What does the “next level” look like? How do you know when you’ve reached it? The average person doesn’t think of their day-to-day life in terms of “levels,” so advertising that a company will take you to the “next level” is awfully ambiguous.
“Once in a lifetime”
Few things actually do happen “once in a lifetime,” and your discount or offer probably isn’t one of them. More to the point, this isn’t a provable statement; or rather, to prove it, your audience would first have to live out the rest of their life, making this a rather empty claim.

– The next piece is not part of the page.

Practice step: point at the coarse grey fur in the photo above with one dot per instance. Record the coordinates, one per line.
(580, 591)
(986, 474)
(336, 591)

That’s an awfully big assumption, especially if you don’t necessarily know where the audience lives or works. Don’t make your customers Google this information themselves, and if you’re going to give any indication of where you’re located, don’t use phrases like “right around the corner.” Instead, be specific and let people judge for themselves whether or not it’s “convenient” for them.
“The future of _____” or “Tomorrow’s _____, today”
Unless you’re actually a trusted futurist or a psychic, you probably can’t actually predict things that haven’t happened yet. This phrase is so overused that it’s hemorrhaged most of its meaning. “The future of estate planning” or “Tomorrow’s media, today” won’t convince many people that what you’re providing is actually futuristic.
“Best service” or “full service”
“Best service” is a pretty vague thing to say. What exactly is it about your company’s service that makes it the best? “Full service,” meanwhile, just seems needlessly redundant and doesn’t make you sound especially unique. It’s not like there are many places out there who can only do half of the things asked of them. Instead, be specific about what your business does and offer evidence that shows why you do it best.
This kind of goes without saying, doesn’t it? Why would anyone even bother with you if you weren’t concerned with results? People often use this phrase to describe themselves, but it usually just makes them sound like they have no unique qualities to speak of.
More advertising cliches to avoid
There’s nothing wrong with using a phrase that’s been proven to get results, even if it’s a phrase that’s been used before. When you do use business writing cliches, make sure you’re using them because they’re the best possible way to communicate with your audience—not because you’re being lazy.